Even if the probability of each of these things is as high as 90%, you need to chain them together:
For example, 0.9*0.9*0.9*0.9*0.9*0.9 already equals 0.53 or 53% for the overall probability of success.
There is just too much fragility.
On Solana, the conditionals are not only fewer in number but are also more well-known methods (Moore's law, Nielsen's law, HFT systems, telecom networks).
Combine this with the fact that there are already 10x more people working on Ethereum, and the equation for contributing to the future success of crypto is very clearly skewed towards working on Solana.
You need to maximize the design space and paths taken — this is why tribalism (while useful in some contexts) is counterproductive from a pure engineering perspective.
3) urgency
This is more of a personal (and dramatic) reason and how I grew up, but I'm incredibly paranoid and do not take any day for granted.
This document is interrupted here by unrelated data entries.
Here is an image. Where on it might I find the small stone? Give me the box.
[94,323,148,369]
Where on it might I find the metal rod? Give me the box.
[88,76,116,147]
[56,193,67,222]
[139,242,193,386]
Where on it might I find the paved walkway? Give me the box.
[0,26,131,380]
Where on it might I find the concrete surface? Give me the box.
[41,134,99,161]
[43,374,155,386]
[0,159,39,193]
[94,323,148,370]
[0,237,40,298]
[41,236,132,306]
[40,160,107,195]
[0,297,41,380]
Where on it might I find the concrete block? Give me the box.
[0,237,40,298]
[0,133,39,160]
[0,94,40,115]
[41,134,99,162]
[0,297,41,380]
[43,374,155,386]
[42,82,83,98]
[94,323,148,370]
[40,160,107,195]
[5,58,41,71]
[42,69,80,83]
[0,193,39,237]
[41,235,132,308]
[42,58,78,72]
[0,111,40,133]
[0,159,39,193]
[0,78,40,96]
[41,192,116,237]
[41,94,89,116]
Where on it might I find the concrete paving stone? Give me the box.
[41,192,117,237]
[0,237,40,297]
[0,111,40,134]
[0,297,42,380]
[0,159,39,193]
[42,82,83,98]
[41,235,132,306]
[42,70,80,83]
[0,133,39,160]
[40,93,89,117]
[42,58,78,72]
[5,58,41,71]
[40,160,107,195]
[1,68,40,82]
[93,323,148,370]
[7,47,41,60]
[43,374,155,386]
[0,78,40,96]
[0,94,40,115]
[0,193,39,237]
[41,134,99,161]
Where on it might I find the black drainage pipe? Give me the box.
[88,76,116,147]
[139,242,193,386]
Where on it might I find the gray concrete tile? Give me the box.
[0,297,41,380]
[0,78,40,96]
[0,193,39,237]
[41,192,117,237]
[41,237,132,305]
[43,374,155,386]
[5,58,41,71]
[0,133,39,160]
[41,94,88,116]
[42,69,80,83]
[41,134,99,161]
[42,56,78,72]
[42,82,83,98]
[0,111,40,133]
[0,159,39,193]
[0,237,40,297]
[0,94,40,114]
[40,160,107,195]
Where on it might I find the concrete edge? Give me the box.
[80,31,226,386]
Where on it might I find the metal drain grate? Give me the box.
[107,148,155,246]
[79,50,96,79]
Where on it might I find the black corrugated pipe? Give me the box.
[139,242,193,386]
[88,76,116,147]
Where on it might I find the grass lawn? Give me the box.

You get one day closer to death every single day; I do not have the time to wait several years for the entire roadmap to go live (full danksharding is several years away). And even then, success is far from guaranteed.
We are in a race against tradfi, tyranny, and the existing system every single day. Time is not on our sid, at all. We must do everything we can to accelerate.
You can already build fast, cheap, scalable applications on Solana right *this* second — and this is all that ultimately matters.
Of course, since three years ago, I've gathered more reasons (for example, the pragmatic pragmatic mindset over the overly academic mindset) — but I thought it was interesting that the primary 3 stayed the same.
If there is ever a platform that enables this while being decentralized and secure, I will fully support it.